CILEGON, SEBARAYA.COM – Komitmen PT PLN (Persero) Unit Induk Distribusi (UID) Banten dalam mendorong pemberdayaan masyarakat kembali dibuktikan melalui langkah nyata. Bersama Banten Inclusifa Preneur (BIP), PLN menghadirkan ruang belajar dan berkarya yang inklusif melalui pelatihan membatik yang digelar di kawasan Landmark Tugu Kota Cilegon, Rabu (3/6/2026).
Program yang digelar melalui PLN Peduli tersebut tidak hanya menjadi wadah pengembangan keterampilan kreatif, tetapi juga membuka jalan bagi masyarakat untuk menciptakan peluang usaha baru dan meningkatkan kemandirian ekonomi.
Sejak pagi hari, puluhan peserta dari berbagai latar belakang tampak antusias mengikuti pelatihan membatik. Mereka mendapatkan pembelajaran langsung dari instruktur profesional, mulai dari teknik membuat pola, mencanting, hingga proses pewarnaan kain yang memiliki nilai seni dan ekonomi tinggi.
Kehadiran pelatihan ini menjadi angin segar bagi masyarakat yang ingin meningkatkan kapasitas diri sekaligus memperoleh keterampilan produktif yang dapat dikembangkan menjadi sumber penghasilan.
Acara tersebut turut dihadiri oleh Sekretaris Daerah Kota Cilegon Ahmad Aziz Setia Ade Putra, Kepala Dinas Koperasi, Usaha Mikro dan Kecil Kota Cilegon, Kepala Dinas Pekerjaan Umum dan Penataan Ruang Kota Cilegon, Senior Manager Keuangan, Komunikasi dan Umum PLN UID Banten, serta Manager PLN UP3 Banten Utara.

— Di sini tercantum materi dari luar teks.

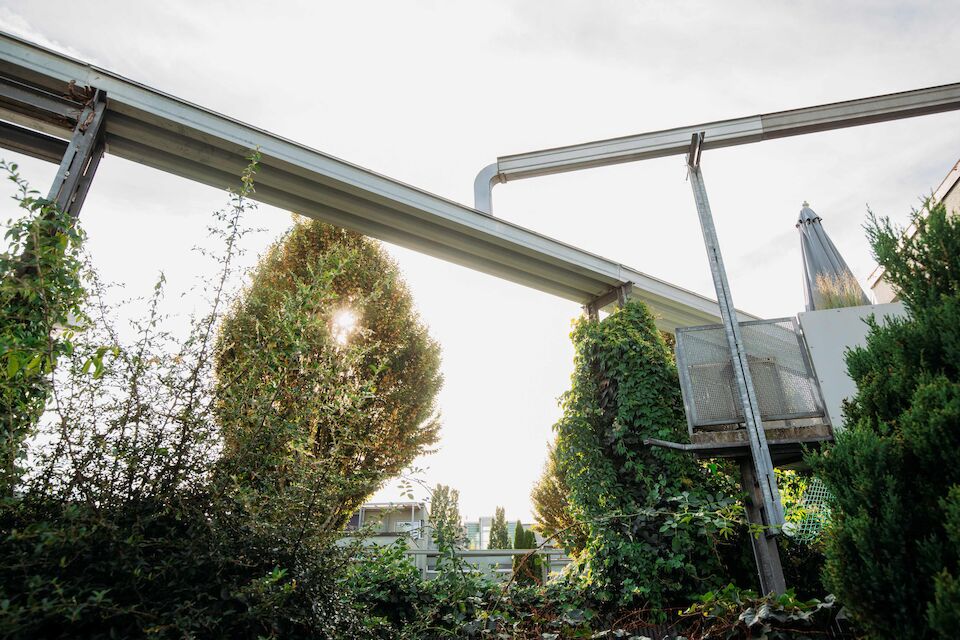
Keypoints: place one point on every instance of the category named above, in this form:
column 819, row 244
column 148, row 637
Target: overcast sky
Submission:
column 430, row 92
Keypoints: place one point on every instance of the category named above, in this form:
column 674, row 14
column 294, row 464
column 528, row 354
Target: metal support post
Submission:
column 79, row 163
column 772, row 507
column 765, row 551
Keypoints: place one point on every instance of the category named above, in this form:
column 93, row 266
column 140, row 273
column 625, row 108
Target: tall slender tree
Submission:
column 550, row 507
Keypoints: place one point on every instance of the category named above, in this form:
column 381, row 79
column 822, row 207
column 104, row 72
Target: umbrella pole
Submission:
column 759, row 480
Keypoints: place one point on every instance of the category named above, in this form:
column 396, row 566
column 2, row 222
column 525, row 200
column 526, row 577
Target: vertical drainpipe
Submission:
column 483, row 187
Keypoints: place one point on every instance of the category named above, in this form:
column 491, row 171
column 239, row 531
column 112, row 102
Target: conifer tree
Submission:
column 893, row 552
column 327, row 337
column 499, row 539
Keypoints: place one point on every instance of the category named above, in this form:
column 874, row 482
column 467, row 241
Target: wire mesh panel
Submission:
column 782, row 377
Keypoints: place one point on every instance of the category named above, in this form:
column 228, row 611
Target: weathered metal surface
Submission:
column 155, row 129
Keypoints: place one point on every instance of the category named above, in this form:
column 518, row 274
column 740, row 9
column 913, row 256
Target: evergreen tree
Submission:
column 499, row 539
column 893, row 554
column 445, row 516
column 551, row 509
column 519, row 537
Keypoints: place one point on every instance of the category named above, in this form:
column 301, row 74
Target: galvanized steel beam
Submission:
column 722, row 133
column 81, row 158
column 760, row 453
column 32, row 143
column 161, row 131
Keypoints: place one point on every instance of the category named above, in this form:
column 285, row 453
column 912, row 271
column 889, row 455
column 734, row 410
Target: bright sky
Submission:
column 430, row 92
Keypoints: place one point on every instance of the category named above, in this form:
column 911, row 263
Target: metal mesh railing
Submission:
column 782, row 377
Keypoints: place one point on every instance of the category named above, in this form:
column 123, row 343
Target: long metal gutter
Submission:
column 723, row 133
column 158, row 130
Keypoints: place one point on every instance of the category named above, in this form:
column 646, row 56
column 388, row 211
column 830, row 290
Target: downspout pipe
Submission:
column 483, row 187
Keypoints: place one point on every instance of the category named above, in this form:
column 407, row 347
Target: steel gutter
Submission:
column 722, row 133
column 158, row 130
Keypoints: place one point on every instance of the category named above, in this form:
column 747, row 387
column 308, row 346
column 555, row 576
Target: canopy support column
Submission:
column 760, row 465
column 80, row 161
column 765, row 551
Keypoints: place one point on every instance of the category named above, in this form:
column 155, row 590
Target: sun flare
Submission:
column 344, row 324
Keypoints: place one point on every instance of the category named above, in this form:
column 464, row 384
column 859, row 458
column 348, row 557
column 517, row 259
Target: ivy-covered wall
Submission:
column 627, row 494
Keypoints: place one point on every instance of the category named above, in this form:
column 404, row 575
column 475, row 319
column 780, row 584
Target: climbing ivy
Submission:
column 626, row 494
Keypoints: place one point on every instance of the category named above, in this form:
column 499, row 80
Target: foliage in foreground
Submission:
column 461, row 604
column 40, row 292
column 893, row 555
column 624, row 389
column 129, row 523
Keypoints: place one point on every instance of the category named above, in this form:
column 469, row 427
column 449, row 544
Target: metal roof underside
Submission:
column 158, row 130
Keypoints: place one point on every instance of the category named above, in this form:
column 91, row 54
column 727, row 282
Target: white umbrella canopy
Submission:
column 827, row 280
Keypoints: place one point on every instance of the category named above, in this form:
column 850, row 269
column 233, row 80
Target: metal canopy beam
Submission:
column 32, row 143
column 152, row 128
column 723, row 133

Dukungan para pemangku kepentingan tersebut menjadi sinyal kuat bahwa pengembangan ekonomi kreatif berbasis inklusivitas kini menjadi salah satu fokus pembangunan di Kota Cilegon.
Sekretaris Daerah Kota Cilegon, Ahmad Aziz Setia Ade Putra, memberikan apresiasi atas kolaborasi yang dibangun antara PLN Peduli dan Banten Inclusifa Preneur dalam menghadirkan program yang menyentuh langsung kebutuhan masyarakat.
“Kami mengapresiasi inisiatif PLN dan Banten Inclusifa Preneur yang menghadirkan pelatihan keterampilan langsung di ruang publik. Program seperti ini sejalan dengan semangat Kota Cilegon untuk terus mendorong tumbuhnya masyarakat yang kreatif, mandiri, dan memiliki daya saing,” ujarnya.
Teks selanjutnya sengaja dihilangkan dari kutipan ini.